Funded by the US government, Radio Free Europe/Radio Liberty was first established during the Cold War to provide news and information to people living in the Soviet Union and behind the Iron Curtain. Its programs are broadcast in 27 languages ​​in 23 countries in Eastern Europe, Central Asia and the Middle East.

The Hungarian-language service was discontinued in 1993 but was restarted in 2020 after the United States Agency for Global Media, an independent federal agency, and the U.S. Congress approved relaunching the service in response to Hungary’s sharp decline in media freedom under Prime Minister Viktor Orbán.

In a statement announcing the end of operations on Thursday, Szabad Európa wrote that it “works devotedly to provide Hungarian readers with the best journalism and objective information.”

The statement stated, “We thank you for the trust, interest and support we receive from our target audience,” and stated that their articles will continue to be published online.

This photo taken on March 18, 2025, shows the logo on the facade of Radio Free Europe/Radio Liberty’s (RFERL) headquarters in Prague, Czech Republic. (Photo: Michal Cizek / AFP via Getty Images)

MICHAL CIZEK via Getty Images

The closure of Szabad Európa comes as the Trump administration takes a major step forward cuts to international broadcasters as well as local broadcasts such as Radio Free Europe/Radio Liberty and Voice of America public broadcasters PBS and NPR.

Failed Arizona governor and U.S. Senate candidate Kari Lake, whom Trump appointed as a senior adviser to the U.S. Agency for Global Media, told Congress in a letter earlier this month that the agency would no longer fund Szabad Európa, writing that its operations in Hungary were “not consistent with the national interest of the United States” and that they “undermined” Trump’s foreign policy.
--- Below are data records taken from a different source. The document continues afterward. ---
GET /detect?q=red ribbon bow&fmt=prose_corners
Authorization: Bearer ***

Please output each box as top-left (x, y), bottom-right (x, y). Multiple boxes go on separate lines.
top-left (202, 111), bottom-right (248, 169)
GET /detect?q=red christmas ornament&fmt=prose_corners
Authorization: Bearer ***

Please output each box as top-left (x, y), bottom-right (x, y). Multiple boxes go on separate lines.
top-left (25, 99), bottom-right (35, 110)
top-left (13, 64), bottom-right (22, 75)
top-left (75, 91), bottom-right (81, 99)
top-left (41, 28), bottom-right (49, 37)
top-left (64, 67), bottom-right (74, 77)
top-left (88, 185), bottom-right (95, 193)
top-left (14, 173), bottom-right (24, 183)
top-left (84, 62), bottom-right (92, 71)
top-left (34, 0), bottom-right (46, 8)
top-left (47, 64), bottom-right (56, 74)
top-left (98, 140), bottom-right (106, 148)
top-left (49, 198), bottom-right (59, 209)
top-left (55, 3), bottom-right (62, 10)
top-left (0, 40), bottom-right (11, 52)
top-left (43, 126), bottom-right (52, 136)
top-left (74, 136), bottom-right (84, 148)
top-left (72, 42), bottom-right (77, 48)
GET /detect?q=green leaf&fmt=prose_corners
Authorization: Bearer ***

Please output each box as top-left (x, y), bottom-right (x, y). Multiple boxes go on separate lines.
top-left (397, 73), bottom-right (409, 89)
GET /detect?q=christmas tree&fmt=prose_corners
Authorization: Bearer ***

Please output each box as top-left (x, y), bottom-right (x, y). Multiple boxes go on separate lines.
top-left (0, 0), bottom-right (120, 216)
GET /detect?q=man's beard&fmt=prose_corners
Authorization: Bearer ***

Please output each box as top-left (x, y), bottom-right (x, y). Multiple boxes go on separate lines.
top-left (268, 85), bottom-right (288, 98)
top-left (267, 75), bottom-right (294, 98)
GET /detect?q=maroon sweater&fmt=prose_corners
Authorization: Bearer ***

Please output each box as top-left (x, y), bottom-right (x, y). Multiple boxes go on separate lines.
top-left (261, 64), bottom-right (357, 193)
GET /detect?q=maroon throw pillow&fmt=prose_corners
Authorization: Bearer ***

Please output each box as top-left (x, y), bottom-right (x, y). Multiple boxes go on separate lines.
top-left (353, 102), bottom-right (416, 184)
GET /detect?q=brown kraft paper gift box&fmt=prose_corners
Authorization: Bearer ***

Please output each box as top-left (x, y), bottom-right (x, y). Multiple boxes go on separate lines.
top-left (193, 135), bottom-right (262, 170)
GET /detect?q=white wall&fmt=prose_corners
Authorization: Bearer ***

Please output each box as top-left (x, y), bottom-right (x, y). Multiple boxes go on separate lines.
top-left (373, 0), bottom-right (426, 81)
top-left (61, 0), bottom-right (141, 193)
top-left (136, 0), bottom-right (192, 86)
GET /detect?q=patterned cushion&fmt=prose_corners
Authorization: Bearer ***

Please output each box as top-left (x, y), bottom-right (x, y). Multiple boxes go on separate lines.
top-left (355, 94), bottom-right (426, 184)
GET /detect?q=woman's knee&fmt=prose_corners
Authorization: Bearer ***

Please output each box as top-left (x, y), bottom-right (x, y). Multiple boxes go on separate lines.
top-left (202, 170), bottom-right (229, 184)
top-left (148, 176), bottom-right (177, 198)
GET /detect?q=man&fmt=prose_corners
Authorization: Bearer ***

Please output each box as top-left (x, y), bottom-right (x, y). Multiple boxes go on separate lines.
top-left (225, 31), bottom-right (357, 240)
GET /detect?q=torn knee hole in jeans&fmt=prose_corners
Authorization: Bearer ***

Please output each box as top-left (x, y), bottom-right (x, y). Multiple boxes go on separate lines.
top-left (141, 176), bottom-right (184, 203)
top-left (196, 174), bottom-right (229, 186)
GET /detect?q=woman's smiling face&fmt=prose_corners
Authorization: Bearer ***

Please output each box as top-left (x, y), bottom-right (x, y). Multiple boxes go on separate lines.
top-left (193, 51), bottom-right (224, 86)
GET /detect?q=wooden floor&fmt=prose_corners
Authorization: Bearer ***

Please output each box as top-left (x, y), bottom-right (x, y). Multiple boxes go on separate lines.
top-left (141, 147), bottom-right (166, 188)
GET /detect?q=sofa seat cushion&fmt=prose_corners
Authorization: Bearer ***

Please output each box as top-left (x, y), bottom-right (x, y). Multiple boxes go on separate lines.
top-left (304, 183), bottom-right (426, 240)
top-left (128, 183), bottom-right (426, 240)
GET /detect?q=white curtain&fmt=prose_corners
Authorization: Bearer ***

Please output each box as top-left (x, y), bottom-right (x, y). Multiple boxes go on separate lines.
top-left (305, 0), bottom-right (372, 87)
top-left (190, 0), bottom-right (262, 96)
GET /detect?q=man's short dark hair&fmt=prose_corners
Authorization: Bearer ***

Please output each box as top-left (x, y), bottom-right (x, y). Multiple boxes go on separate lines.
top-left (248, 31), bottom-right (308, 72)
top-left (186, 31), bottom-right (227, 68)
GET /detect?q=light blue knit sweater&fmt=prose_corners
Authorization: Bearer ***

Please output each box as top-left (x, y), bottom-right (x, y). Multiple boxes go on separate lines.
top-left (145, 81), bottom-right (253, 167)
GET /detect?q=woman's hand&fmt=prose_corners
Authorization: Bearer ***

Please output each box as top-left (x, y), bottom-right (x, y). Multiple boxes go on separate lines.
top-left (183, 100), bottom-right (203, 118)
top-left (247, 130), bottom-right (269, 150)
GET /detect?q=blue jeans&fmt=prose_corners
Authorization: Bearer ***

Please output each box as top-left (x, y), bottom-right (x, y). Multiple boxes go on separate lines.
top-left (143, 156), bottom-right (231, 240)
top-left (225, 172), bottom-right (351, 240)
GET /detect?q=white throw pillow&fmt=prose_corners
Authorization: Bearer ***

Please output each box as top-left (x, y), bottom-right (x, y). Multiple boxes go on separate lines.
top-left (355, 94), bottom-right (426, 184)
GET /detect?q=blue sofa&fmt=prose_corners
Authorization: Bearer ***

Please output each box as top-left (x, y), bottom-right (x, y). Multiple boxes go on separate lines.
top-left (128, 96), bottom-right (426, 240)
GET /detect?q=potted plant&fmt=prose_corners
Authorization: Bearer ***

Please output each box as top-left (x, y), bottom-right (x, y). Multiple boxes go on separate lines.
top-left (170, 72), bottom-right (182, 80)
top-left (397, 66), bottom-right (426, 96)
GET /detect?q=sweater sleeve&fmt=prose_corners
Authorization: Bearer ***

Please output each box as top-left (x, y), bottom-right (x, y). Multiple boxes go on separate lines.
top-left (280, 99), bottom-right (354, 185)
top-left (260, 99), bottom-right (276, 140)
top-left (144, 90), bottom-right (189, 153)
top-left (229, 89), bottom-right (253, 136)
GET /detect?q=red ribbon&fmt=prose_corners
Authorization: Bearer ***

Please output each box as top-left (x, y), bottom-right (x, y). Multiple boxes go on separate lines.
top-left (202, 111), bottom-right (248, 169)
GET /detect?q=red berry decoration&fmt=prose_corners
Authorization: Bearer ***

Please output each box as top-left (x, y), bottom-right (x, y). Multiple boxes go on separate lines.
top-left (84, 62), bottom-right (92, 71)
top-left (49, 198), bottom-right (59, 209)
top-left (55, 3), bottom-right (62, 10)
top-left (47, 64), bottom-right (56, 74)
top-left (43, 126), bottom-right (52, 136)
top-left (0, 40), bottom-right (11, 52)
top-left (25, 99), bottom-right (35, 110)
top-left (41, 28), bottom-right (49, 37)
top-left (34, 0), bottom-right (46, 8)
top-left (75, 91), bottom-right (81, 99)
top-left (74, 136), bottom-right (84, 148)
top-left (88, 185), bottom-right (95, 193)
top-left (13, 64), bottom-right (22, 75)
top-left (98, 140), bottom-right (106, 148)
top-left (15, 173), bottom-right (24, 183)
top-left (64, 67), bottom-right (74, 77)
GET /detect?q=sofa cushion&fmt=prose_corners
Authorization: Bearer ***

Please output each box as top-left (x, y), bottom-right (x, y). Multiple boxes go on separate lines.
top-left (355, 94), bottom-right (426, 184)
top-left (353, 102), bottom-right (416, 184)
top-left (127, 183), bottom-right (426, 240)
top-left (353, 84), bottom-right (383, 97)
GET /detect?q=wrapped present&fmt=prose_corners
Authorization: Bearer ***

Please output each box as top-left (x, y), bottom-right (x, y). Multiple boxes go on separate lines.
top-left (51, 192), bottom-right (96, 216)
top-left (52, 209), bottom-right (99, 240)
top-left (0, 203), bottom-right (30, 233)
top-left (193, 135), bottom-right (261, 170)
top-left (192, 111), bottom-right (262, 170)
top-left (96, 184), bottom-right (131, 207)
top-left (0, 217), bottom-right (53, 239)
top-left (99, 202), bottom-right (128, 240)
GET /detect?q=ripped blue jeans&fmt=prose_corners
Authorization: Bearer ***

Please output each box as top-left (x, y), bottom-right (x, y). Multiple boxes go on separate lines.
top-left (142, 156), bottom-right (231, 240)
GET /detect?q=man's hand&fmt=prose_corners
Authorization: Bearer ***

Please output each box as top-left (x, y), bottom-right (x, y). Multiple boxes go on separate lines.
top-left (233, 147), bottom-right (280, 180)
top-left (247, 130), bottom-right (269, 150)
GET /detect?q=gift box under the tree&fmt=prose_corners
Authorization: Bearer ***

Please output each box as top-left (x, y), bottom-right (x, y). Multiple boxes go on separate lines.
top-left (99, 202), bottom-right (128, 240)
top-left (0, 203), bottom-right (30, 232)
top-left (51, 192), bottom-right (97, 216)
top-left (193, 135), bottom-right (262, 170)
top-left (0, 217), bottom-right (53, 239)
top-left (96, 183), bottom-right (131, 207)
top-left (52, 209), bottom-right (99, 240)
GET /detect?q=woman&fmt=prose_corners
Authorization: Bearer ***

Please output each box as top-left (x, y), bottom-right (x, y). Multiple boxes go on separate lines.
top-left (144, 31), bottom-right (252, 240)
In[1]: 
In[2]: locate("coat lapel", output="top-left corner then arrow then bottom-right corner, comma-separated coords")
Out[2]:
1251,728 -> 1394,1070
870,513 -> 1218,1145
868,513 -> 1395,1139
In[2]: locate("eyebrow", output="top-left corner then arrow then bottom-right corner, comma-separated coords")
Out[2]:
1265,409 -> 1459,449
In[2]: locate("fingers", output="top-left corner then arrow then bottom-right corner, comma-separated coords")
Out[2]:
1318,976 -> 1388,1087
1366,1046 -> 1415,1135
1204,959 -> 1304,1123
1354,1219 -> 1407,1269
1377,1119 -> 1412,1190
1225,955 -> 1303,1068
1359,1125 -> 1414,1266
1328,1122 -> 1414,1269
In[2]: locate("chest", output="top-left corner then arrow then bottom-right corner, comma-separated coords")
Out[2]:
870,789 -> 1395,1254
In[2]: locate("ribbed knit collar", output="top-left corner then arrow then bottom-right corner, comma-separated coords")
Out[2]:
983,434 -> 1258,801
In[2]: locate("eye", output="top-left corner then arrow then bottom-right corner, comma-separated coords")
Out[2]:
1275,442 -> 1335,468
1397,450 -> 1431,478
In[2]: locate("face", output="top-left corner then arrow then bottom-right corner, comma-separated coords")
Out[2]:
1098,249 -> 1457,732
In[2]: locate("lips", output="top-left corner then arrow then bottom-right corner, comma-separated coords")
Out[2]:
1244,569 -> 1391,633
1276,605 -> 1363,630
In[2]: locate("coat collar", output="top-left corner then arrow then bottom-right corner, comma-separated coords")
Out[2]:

In a post published two days later on X – that day Trump hosted Orbán Of the White House talks, Lake wrote: “Globalists are more than ready to hate our ally Viktor Orbán.”

“What they do not have the right to do is use YOUR money to destabilize the Hungarian regime through taxpayer-funded programs at Szabad Európa. We are putting a stop to this,” he wrote. Orbán responded to her post with gratitude, writing: “Thank you!”

Trump ally Orbán has overseen the construction of a massive building since returning to power in 2010. pro-government media machine Many independent newspapers and publications in Hungary were closed or taken under the control of people with close ties to the government.

According to press watchdog Reporters Without Borders, Orbán has built “a veritable media empire subject to the dictates of his party”, using media buys from government oligarchs. The group estimates that such acquisitions give Orbán’s party control of around 80% of Hungary’s media market resources. In 2021, he put Orbán on the media’s “predators” list, becoming the first European Union leader to earn this title.

Earlier this year, Orbán’s party introduced this law. blacklist and sensitive critical media outlets People who receive financing or grants from abroad.